Andrew Saul, the White House’s nominee for commissioner of Social Security, noted his commitment to continue the Social Security Administration’s (SSA) IT modernization efforts during a Senate Finance Committee hearing yesterday.
“In the not distant past, SSA essentially wasted hundreds of millions of dollars on projects that went nowhere,” said Sen. Orrin Hatch, R-Utah, chairman of the committee. He asked how Saul would evaluate claims and make decisions on IT projects.
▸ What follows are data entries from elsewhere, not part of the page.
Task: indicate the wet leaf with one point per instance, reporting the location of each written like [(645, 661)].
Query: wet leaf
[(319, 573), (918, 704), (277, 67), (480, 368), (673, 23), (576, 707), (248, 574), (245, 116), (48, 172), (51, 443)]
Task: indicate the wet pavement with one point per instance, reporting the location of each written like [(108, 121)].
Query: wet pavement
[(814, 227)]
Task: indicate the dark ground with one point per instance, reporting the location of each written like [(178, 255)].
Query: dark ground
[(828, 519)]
“In my previous experience at the Federal Retirement Board, I inherited a completely failed system that basically was not functional at the time I took over as chairman,” Saul said, touting his experience and success as chairman of the Federal Thrift Investment Board. “I am very aware what can go wrong in a big government agency if these systems are not well thought out. One of my primary tasks in the first six months to a year will be to sit down and review the modernization plan that’s in place at SSA, from top to bottom.”
Other senators on the committee zeroed in on the cyber threats facing SSA.
“This is the critical task for every Federal agency at a time where data theft is rampant. More vulnerabilities and opportunities for cybercrime crop up every day,” said Sen. Ron Wyden, D-Ore. Wyden noted the importance of appointing a commissioner to hire senior executives, “such as the person in charge of SSA’s IT security.”
Senators expressed concern about the lack of sharing data with other agencies to prevent improper payments. Sens. Tom Carper, D-Del., and Claire McCaskill, D-Mo., called on Saul to share the agency’s death data with other agencies and make it a priority.
McCaskill also expressed concern that SSA building its own systems would be too expensive, and asked Saul to look to the private market for new systems. “If people in America knew the billions and billions of dollars wasted on IT acquisition in the Federal government, they’d be even madder than they are now,” McCaskill said. Saul offered his agreement, calling on his experience at the Federal Retirement Board, and reiterated his promise to review the modernization plan.